Selon Amy Rose McGovern, directrice des affaires extérieures de TWB, 200 bénévoles du monde entier ont traduit des tweets et des messages Facebook d'anglais en espagnol, créole haïtien, français et portugais (du Portugal et du Brésil). TWB est présent dans la région depuis 1993, aussi l'organisation est-elle bien préparée à aider en cas de crise. Mais, elle est actuellement sollicitée à l'extrême, vu qu'elle s'emploie, aux côtés de la Croix-Rouge britannique à venir en aide aux victimes d'Irma dans les Caraïbes, de la Croix-Rouge mexicaine à aider les sinistrés du séisme de la semaine dernière, et de la Fédération internationale des sociétés de la Croix-Rouge pour tout le reste.
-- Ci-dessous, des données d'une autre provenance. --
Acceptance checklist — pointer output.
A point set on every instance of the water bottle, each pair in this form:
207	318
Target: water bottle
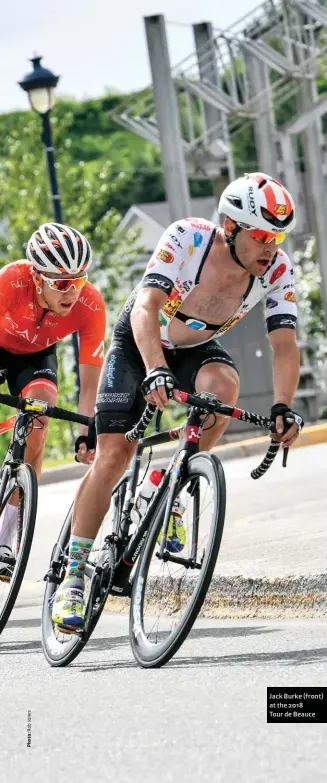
142	501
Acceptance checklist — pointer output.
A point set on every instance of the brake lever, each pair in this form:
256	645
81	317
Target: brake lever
285	455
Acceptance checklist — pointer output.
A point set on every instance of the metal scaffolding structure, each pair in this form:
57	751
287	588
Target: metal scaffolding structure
239	79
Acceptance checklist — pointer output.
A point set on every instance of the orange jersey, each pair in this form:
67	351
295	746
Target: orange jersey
25	327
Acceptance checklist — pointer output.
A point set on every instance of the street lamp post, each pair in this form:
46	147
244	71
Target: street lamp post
39	85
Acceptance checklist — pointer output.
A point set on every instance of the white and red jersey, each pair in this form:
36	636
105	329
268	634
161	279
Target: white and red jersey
175	268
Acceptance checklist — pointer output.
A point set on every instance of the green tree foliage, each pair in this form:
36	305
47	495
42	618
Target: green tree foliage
87	189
Ces récentes catastrophes ont également réduit la disponibilité des traducteurs et interprètes. Melissa Gillespie, porte-parole du bureau de recherches sur le marché de la traduction Common Sense Advisory, relève que 6 à 10% des traducteurs américains habitent des zones frappées par l'ouragan Irma. Sans oublier à peu près tous les traducteurs et interprètes sur l'itinéraire de l'ouragan Harvey qui possèdent non seulement l'espagnol, mais aussi le créole haïtien et le portugais brésilien. « Le problème, c'est que les traducteurs et interprètes locaux sont tout aussi touchés que les autres habitants,» dit Bill Rivers, directeur exécutif du Comité national commun pour les langues. « Lors des grandes catastrophes, les organismes d'aide doivent trouver davantage de bras pour aider », ajoute Rivers.
Avec moins de traducteurs et d'interprètes disponibles, ce qui avait été prévu avant une crise ne correspond pas toujours à la réalité lorsque la crise se produit – et cela, quelle que soit l'ardeur au travail des traducteurs, des interprètes et des autres secouristes.